Daryl Drown, owner of Extreme Kites in St. Augustine Beach, is a key reason that local beaches have had a new kind of sportsman on their sands this past summer.

“We were the first retailer of power kites in the US and we are still one of the largest in North America. Right here in little St. Augustine,” said Drown.

Drown grew up in Cape Cod, Mass. He’s been a skater since the fourth or fifth grade, “when skateboards turned from banana boards to street boards.” Drown then moved on to snowboarding in the ‘80s, and he’s been flying power kites for a couple of decades now. As his interest in kites and extreme sports grew, he and a group of others developed the sport of power kiting by incorporating large foil and inflatable kites into wakeboarding, surfing, buggies and snowboarding.

A relatively new and increasingly frequent sight at local beaches, power kites are enormous sails with long tethers. Extreme sports enthusiasts defy gravity with these aerial anomalies to take their favorite sporting activities on the land and on the sea to the next level. A power kite used with a surfboard, for instance, can help the surfer get 10 to 15 feet of vertical loft when executed correctly.

The enormous kite catches the wind and propels whatever is under your feet, be that a landboard (which is like a cross between a skateboard, a snowboard and a monster truck), a kite buggy, a wakeboard, a surfboard, or a snowboard. Originally, Drown and his ilk would combine large kites with these other sports to create a similar effect to power kiting, but now they are making kites specifically for this purpose.

Foil kites are for land and mountain use because they are lighter and easier to get into the air. Inflatable kites are most commonly used in the water so that when the kite comes down it doesn’t just fill with water like a capsized sail and sink.

It costs anywhere from $500 to $2,000 to get started, and the learning curve is aggressive. But most people get the hang of it fairly quickly.

“It’s easier and more user-friendly than windsurfing, because it takes a lot less wind. You only need 10 to 15 knots with a power kite, but you need 25 to 30 knots to have any fun windsurfing,” said Drown.

He has been in a few minor crashes and he’s seen some pretty bad ones, from people running into poles to getting tangled in the tethers. The sport can get messy, but for the most part, the people who wipeout or get injured are the ones not using their equipment properly, said Drown.

“If you learn correctly, it’s a very safe sport,” he said.

How long it takes to learn the sport can vary.
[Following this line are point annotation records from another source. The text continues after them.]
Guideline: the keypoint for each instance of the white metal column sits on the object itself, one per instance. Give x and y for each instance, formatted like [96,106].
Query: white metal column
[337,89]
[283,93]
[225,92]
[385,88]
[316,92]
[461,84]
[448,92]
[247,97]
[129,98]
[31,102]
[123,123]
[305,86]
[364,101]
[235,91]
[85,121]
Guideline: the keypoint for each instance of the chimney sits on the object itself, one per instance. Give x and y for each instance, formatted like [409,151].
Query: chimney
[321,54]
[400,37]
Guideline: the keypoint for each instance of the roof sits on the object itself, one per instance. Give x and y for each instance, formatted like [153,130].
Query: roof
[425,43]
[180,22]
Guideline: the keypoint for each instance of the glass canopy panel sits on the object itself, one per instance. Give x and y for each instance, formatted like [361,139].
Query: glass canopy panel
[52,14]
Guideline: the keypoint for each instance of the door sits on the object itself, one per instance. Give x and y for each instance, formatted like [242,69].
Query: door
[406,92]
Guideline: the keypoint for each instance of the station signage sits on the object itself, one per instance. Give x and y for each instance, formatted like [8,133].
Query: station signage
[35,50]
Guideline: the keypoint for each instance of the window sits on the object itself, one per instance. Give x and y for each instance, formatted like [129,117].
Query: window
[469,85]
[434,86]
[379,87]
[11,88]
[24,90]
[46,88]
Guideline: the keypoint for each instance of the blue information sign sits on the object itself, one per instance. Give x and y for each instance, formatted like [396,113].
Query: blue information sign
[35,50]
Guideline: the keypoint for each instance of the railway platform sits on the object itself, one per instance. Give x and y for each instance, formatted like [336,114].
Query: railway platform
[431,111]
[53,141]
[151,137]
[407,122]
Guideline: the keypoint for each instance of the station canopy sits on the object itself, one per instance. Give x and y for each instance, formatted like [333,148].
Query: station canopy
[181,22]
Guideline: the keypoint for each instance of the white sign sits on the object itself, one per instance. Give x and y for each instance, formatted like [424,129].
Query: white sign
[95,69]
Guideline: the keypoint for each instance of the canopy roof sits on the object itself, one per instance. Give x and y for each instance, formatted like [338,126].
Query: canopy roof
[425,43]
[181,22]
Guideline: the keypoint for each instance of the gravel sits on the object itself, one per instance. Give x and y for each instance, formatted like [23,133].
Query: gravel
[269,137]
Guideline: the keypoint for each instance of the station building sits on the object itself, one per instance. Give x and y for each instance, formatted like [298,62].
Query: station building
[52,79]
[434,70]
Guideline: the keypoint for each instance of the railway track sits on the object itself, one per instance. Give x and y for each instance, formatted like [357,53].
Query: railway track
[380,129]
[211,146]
A wakeboarder or windsurfer will pick it up faster than someone that has no experience with similar outdoor sports that involve balance, gravity and inertia. But it takes daily and weekly practice to excel.

“There are some young guys around here riding in the top ten percentile in the world,” said Drown, but any age can access this sport. Drown is in his mid thirties and he knows people that continue to ride into their seventies. It’s as simple as flying a kite (while strapped to a surfboard).